Apparently, Argentina hopes to expand its maritime border to the east to include an area that holds a large amount of natural resources, including petroleum and natural gas. However, the South American country is subject to the 1982 United Nations Convention on the Law of the Sea (UNCLOS), which governs the world's oceans and oceanic resources.

According to UNCLOS, each nation has a 12-mile offshore territorial limit and exclusive rights in a 200-mile "economic zone" outside of those 12 miles. UNCLOS allows the economic zone to be extended if a nation can prove that the seabed is part of a country's geological terrain.

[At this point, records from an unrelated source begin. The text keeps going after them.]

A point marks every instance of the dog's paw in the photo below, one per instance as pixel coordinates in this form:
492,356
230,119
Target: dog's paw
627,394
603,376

In order to meet UNCLOS' requirements, Argentina created the National Commission of the Continental Platform Exterior Limit (COPLA) in 1997. Since then, this committee has reportedly collected 90 percent of the required information to prove that the area to the east of Argentina's current maritime boundary is part of the country's continental shelf. Apparently these findings are to be presented before UNCLOS' Commission on Continental Platform Boundaries prior to May of this year.

Argentina is not the only country attempting to extend its maritime boundaries. A prime example is when Russian scientists planted a titanium Russian flag on the seabed of the Lomonosov Ridge beneath the North Pole last year and incited at least three other nations to begin collecting data to present to the UN Commission on the Limits of the Continental Shelf.